As our recitation of the legislative history demonstrates, the Legislature was, at various points, concerned both with the possibility that one could be convicted of a felony under the new law even though unaware of the age of the person for whom alcohol was bought and with the possibility the purchaser could be convicted although unaware the drinker intended to become intoxicated or to drive. But that the Legislature may have entertained multiple concerns about the proposed law does not undermine the obvious inference that in deleting the felony option, with its attached intent requirement, the Legislature intended to leave the new crime a misdemeanor only, with no intent requirement.

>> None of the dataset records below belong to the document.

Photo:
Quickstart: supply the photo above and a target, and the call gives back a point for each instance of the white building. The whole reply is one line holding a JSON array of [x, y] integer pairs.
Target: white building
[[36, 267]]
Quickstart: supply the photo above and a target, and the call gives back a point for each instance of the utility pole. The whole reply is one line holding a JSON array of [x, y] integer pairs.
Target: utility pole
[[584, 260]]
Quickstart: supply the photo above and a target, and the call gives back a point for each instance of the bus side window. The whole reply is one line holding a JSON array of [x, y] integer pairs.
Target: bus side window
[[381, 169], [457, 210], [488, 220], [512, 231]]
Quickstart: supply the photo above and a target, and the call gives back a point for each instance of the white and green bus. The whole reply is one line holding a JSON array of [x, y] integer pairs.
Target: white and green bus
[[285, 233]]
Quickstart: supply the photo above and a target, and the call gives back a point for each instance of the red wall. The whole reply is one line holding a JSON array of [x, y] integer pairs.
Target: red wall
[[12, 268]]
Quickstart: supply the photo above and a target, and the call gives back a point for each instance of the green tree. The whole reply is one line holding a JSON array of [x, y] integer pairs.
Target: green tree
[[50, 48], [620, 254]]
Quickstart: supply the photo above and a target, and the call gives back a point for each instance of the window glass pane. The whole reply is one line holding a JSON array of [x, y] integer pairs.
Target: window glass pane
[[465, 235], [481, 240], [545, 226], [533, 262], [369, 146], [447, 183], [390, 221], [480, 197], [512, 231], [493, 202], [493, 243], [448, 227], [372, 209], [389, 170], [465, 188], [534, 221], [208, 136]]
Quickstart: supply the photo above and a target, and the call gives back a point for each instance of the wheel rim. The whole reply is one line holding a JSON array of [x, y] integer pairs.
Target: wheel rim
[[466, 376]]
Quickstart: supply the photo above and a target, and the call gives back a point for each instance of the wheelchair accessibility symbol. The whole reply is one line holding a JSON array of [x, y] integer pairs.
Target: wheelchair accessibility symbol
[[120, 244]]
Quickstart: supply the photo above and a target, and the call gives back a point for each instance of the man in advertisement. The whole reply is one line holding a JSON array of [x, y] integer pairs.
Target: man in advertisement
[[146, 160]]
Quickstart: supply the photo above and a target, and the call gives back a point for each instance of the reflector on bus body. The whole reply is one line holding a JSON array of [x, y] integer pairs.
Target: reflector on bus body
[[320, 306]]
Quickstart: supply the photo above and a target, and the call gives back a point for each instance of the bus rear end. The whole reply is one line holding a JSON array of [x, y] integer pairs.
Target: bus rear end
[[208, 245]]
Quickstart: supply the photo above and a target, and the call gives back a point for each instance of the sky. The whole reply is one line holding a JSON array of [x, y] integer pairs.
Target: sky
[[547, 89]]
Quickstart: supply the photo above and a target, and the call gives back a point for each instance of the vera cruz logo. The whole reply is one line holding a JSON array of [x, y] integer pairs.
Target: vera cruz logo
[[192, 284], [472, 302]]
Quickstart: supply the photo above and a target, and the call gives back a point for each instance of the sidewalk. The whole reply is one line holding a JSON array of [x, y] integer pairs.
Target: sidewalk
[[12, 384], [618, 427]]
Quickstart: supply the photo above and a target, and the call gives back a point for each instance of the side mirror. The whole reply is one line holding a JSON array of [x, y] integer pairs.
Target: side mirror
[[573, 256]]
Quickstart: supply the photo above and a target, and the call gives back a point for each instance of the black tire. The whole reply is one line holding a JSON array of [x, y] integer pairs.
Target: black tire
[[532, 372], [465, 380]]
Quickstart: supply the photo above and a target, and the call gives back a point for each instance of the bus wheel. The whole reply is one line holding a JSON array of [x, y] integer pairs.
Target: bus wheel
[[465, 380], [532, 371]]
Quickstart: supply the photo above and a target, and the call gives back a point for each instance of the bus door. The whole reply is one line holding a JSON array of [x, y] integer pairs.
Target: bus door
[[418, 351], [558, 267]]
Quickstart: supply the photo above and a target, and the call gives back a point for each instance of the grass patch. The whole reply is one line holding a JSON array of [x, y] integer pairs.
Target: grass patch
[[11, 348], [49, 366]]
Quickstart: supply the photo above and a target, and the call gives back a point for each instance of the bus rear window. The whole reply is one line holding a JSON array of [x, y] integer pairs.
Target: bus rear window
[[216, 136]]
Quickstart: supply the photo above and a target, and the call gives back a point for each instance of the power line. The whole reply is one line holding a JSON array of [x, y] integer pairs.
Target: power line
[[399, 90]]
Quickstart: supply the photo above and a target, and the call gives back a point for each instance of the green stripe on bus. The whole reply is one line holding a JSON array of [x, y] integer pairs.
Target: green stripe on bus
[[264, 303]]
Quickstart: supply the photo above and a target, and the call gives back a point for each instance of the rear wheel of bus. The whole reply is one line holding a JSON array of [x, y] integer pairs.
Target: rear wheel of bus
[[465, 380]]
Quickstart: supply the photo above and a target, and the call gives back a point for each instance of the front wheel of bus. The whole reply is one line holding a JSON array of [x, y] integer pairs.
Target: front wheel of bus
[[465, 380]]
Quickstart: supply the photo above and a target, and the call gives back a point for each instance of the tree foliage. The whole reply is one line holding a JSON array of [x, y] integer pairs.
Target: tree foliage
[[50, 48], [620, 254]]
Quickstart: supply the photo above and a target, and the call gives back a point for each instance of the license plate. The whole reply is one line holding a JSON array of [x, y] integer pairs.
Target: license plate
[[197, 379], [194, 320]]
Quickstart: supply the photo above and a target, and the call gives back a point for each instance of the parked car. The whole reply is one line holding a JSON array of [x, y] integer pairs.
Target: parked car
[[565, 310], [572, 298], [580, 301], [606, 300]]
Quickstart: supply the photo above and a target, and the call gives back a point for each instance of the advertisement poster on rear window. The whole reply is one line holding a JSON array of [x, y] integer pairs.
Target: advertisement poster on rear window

Interpretation of section 25658(c) as a strict liability offense is bolstered by a consideration of other statutes addressing related issues, all of which appear in the same portion of the Business and Professions Code as does section 25658. (See art. 3 [“Women and Minors”], ch. 16 [“Regulatory Provisions”], div. 9 [“Alcoholic Beverages”].) For example, section 25658.2, subdivision (a) provides: “A parent or legal guardian who knowingly permits his or her child . . . under the age of 18 years, to consume an alcoholic beverage . .. at the home of the parent or legal guardian [under certain conditions] is guilty of [a] misdemeanor . . . .” (Italics added.) Similarly, section 25657, subdivision (b) provides: “In any place of business where alcoholic beverages are *273 sold to be consumed upon the premises, to employ or knowingly permit anyone to loiter in or about said premises for the purpose of begging or soliciting any patron or customer of, or visitor in, such premises to purchase any alcoholic beverages for the one begging or soliciting [is guilty of a misdemeanor].” (Italics added.) Finally, section 25659.5, subdivision (d) provides: “Any purchaser of keg beer who knowingly provides false information as required by subdivision (a) is guilty of a misdemeanor.” (Italics added.)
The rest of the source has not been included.